The notifications keep counting up, like the score on a boxing machine. Together, Gobik and Ineos have dealt the knockout blow. The new kit is the most talked about thing in cycling; fans are sharing images across every social media; no, you don’t get any UCI points for fashion, but it’s a big win for the sponsors, whose logos are everywhere.
As Jeff Goldblum’s character says in Jurassic Park, “your scientists were so preoccupied with whether or not they could, they didn’t stop to think if they should”, and from the uproar online, anyone would have thought Ineos and Gobik had just built a terrifying theme park of murderous dinosaurs.
“Wow, that is truly awful,” one X user responded to the kit announcement, deploying an adjective that would come up again and again. “Unbelievably bad,” another said. Tens of others chimed in: “Worst kit ever, and that’s quite an accomplishment.”
On Instagram, the same feelings were echoed – “horrifying”, “an absolute crime”, “G [Geraint Thomas] is retired on time”. While on Facebook, users were equally as unforgiving – “white shorts are a big no no,” one said.
One Facebook user spelled out the issue plainly: “Whenever a race is dirty or wet your riders will all look like they’ve crapped their pants. They’ll definitely stand out, and not in a good way.” Commenters on Cycling Weekly’s Instagram post were more euphemistic about it: “With those shorts, they’ll be streaks ahead,” wrote one. Another simply said: “marginal stains.”
However, among all the green-faced, vomiting emojis, some fans leapt to Ineos’s defence. “Bold design, should make the riders easier to spot,” said one X user. Another praised the kit as being “clean and simple with a good colour palette – it will stand out in the blue peloton… shame people prefer the dullness of kits like Groupama or Decathlon.”

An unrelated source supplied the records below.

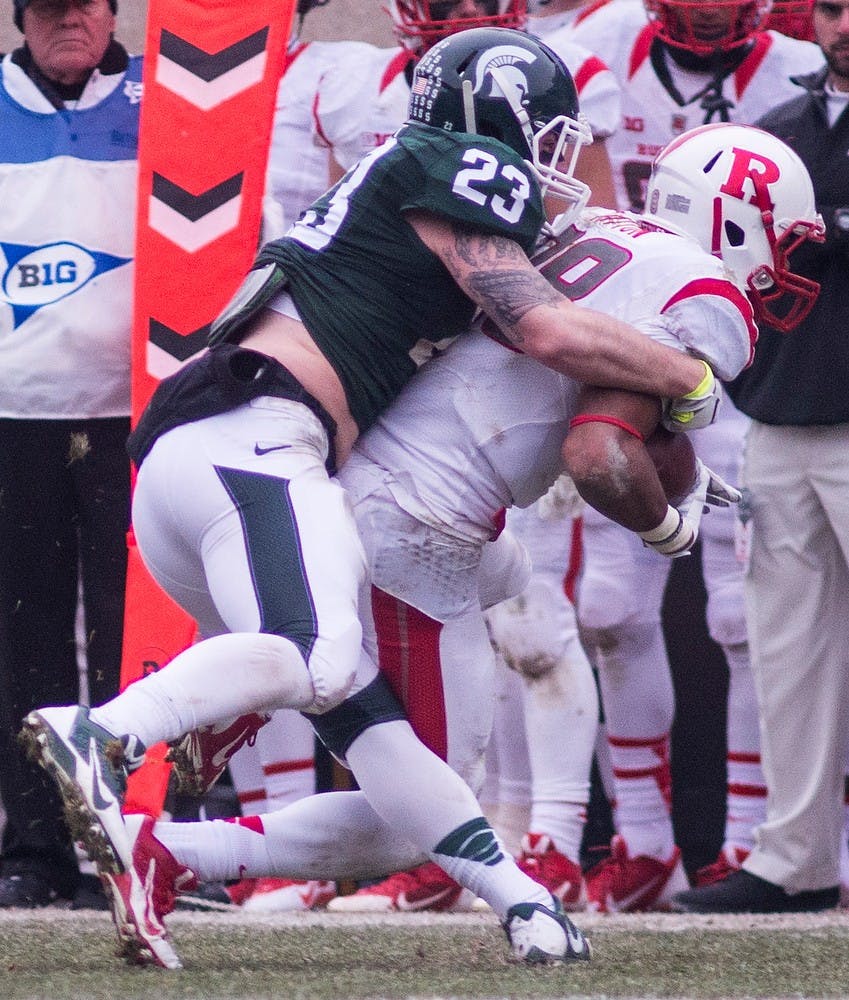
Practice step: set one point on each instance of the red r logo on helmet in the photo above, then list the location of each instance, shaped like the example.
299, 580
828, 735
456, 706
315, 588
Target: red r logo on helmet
750, 166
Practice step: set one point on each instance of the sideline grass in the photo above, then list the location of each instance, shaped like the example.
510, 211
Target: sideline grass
61, 955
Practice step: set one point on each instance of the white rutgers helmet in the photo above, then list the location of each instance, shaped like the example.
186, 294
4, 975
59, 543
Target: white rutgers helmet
747, 198
421, 23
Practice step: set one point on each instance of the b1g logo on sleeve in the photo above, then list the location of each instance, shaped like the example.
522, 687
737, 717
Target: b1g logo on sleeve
38, 276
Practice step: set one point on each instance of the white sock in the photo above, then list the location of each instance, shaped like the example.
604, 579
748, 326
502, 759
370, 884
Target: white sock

“Quite honestly, best kit in years,” said another.
As always with the internet, it was a tale of two sides. Through it all, there was one comment that summed up the split in opinion best: “It’s actually so bad it could become legendary.”
This, perhaps, is where the legacy of the light grey shorts will lie. People loved to hate AG2R’s brown bibs, until they were replaced with a more widely accepted black, and almost instantly the revisionist nostalgia took hold.